Author Renee Simmons Raney believes that every child deserves his or her own personal landscape in which to seek adventure and unleash creativity. Through this charming storybook, Renee weaves fairy stories, enhancing the natural world with supernatural creatures, and connecting children to diverse habitats, creatures, seasons, and holidays while inspiring a sense of place, a land conservation ethic, and a comfortable fearlessness for outdoor exploration. Hairy, Scary, but Mostly Merry Fairies! also includes activities that encourage families and school classes to explore their natural surroundings and to engage in imaginative play. It offers a multi-generational remedy for curing nature deficiency.

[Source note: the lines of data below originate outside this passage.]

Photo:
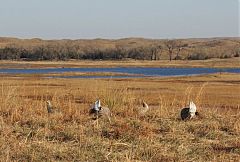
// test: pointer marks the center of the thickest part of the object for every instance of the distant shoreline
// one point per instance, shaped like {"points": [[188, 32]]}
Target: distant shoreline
{"points": [[213, 63]]}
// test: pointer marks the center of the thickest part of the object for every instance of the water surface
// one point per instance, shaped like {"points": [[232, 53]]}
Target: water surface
{"points": [[137, 71]]}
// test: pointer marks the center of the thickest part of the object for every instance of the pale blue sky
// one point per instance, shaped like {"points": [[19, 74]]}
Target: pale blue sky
{"points": [[75, 19]]}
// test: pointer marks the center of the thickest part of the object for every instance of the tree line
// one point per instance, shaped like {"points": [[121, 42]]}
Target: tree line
{"points": [[170, 49]]}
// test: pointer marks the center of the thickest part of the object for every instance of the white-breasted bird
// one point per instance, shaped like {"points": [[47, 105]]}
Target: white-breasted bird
{"points": [[50, 108], [143, 109], [100, 111], [189, 112]]}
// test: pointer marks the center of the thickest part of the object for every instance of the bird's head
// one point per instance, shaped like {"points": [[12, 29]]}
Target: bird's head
{"points": [[49, 103]]}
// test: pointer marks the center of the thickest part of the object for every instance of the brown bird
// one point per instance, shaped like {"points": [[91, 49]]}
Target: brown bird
{"points": [[100, 111], [189, 112], [51, 109], [143, 109]]}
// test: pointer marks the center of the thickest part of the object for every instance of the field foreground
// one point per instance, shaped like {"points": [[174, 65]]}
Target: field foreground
{"points": [[28, 133]]}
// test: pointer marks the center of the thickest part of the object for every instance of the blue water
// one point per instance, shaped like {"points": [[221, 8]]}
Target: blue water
{"points": [[143, 71]]}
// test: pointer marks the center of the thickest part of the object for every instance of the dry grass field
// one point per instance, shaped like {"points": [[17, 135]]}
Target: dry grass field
{"points": [[29, 133], [213, 63]]}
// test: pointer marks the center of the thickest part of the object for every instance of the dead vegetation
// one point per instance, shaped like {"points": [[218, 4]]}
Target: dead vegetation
{"points": [[29, 133]]}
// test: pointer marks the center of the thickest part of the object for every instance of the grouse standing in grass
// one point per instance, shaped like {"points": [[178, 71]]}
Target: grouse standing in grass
{"points": [[189, 112], [143, 109], [100, 111], [51, 109]]}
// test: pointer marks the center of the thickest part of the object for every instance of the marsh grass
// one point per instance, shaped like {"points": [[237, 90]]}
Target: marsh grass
{"points": [[29, 133]]}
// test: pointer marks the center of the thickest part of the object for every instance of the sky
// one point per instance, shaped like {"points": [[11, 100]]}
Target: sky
{"points": [[114, 19]]}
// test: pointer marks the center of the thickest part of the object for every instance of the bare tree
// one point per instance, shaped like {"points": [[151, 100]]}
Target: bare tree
{"points": [[154, 50], [170, 44]]}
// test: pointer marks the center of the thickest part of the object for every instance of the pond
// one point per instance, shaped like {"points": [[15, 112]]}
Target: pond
{"points": [[135, 72]]}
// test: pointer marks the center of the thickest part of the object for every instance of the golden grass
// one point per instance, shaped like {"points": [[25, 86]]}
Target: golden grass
{"points": [[218, 63], [28, 133]]}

A great way of encouraging kids to get out and really look at their natural world. Renee Raney is a trained biologist and provides many fun and imaginative activities for teachers, kids, and parents to explore, write, draw, and build in their backyards, woods, or parks.
—Twig C. George, author of Pocket Guide to the Outdoors
The world needs more fairy houses, and more books like this one.

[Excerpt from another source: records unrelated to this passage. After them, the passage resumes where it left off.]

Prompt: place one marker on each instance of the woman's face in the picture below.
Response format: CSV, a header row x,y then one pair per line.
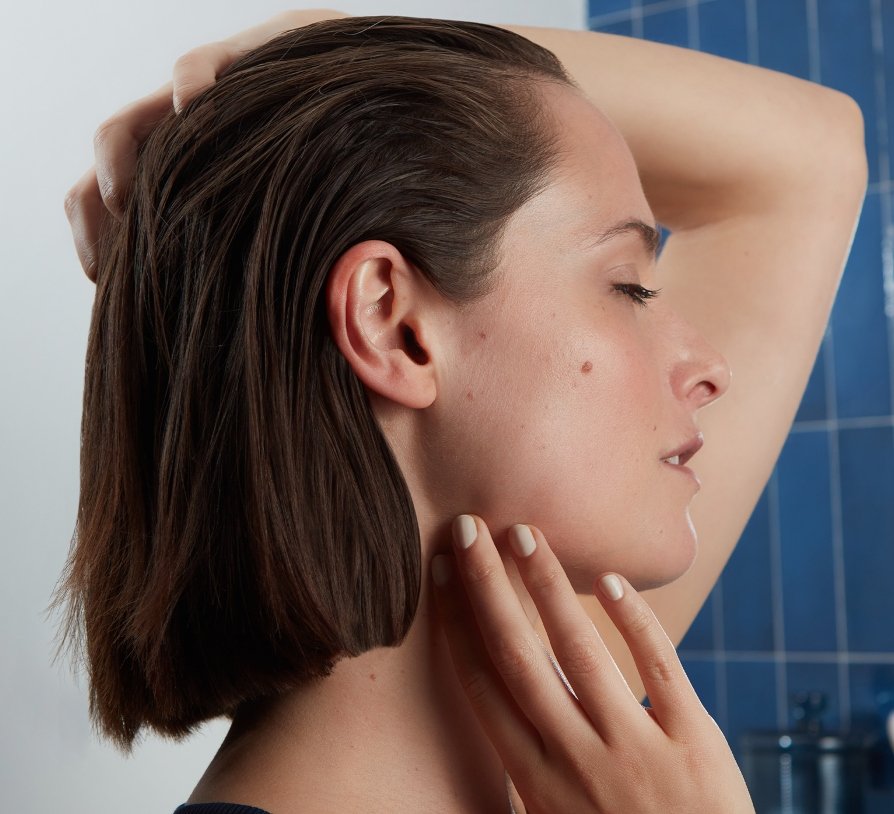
x,y
562,395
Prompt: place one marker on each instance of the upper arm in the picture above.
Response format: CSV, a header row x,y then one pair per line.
x,y
759,285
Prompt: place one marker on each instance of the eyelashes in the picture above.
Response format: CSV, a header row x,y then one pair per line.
x,y
636,292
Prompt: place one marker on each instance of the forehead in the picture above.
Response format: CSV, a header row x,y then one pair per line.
x,y
594,185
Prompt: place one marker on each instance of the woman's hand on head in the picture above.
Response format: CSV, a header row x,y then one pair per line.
x,y
102,189
601,751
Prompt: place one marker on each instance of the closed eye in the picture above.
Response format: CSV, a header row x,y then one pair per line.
x,y
636,292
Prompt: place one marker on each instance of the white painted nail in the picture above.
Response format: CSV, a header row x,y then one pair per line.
x,y
464,530
522,540
611,586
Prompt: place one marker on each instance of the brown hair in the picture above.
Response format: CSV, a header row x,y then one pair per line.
x,y
242,521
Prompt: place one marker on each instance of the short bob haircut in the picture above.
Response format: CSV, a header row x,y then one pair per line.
x,y
242,522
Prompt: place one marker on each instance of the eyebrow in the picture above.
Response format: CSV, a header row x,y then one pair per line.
x,y
649,234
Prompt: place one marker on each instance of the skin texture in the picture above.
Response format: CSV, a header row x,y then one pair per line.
x,y
579,441
597,390
558,392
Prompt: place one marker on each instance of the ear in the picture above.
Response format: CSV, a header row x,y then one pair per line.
x,y
381,318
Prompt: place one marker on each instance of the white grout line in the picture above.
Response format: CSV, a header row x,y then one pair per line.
x,y
833,425
637,9
776,596
813,55
790,656
636,18
884,165
751,32
693,32
844,695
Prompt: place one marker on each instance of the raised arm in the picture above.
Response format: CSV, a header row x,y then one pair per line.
x,y
760,176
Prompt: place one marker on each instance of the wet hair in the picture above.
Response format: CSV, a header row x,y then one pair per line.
x,y
242,522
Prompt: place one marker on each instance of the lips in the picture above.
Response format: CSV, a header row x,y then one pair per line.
x,y
685,451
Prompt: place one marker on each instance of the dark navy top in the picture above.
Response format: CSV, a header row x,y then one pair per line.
x,y
217,808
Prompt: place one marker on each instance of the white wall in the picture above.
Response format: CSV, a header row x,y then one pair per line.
x,y
64,67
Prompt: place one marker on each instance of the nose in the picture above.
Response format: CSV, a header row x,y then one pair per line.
x,y
700,373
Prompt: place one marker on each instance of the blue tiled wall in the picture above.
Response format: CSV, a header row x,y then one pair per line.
x,y
807,599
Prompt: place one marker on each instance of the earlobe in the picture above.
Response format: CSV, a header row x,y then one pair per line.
x,y
376,314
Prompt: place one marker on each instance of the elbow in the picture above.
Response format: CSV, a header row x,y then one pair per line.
x,y
845,142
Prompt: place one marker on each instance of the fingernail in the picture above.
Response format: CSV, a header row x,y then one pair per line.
x,y
611,586
441,569
522,541
464,530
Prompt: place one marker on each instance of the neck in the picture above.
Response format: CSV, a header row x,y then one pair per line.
x,y
390,730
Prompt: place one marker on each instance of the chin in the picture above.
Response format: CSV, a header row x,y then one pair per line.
x,y
669,564
653,567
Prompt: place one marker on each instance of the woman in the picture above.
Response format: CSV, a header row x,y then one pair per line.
x,y
399,270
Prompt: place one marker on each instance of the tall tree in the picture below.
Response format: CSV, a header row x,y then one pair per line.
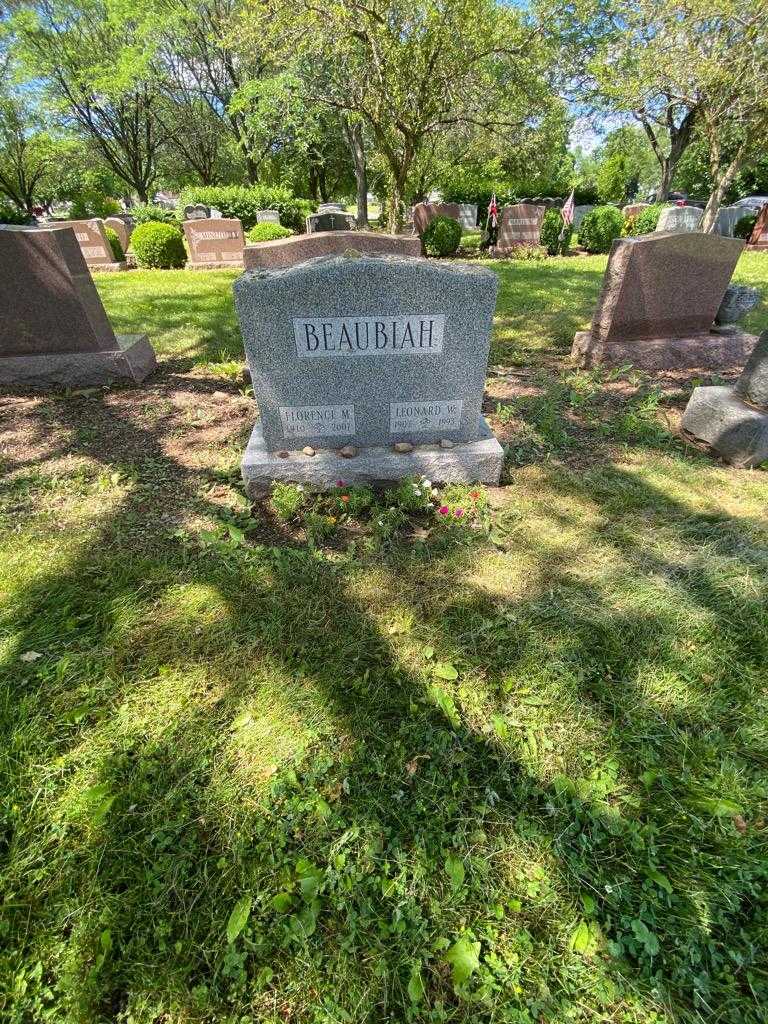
x,y
95,68
411,71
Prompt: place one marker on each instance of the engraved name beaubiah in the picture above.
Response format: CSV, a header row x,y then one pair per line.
x,y
320,337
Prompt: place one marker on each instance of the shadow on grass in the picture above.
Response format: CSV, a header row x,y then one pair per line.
x,y
142,806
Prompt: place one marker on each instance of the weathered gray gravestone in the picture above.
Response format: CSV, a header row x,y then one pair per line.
x,y
368,352
332,220
217,242
93,244
679,218
734,420
520,224
53,329
657,305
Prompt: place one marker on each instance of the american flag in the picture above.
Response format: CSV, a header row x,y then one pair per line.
x,y
493,211
567,210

Hairy, Scary, but Mostly Merry Fairies! will enchant young readers and is sure to inspire creativity in nature.
—Richard Louv, author of Last Child in the Woods
Renee Raney’s writing is captivating because it mixes the real world and the world of magic so seamlessly, in the way many of us have forgotten our minds used to do. I began seeing the glint of fairy dust in the woods outside my living room window while reading the first few pages of
Hairy, Scary, but Mostly Merry Fairies, and the spell was never broken. This book for young readers will have thousands of adult fans, and with very good reason. It’s a masterpiece.
—Jordan Fisher Smith, author of Engineering Eden
Renee Raney takes you on an enchanting journey into the realm of imagination. Her fairies lead children away from the sterile electronic world that has robbed so many children of the creative joy of childhood. Children have not changed, if you introduce the world of fairies and dreams to them, they love it just as much as the generations who came before. This book gives us the tools we need to travel back into time when magic could teach us so much about reality.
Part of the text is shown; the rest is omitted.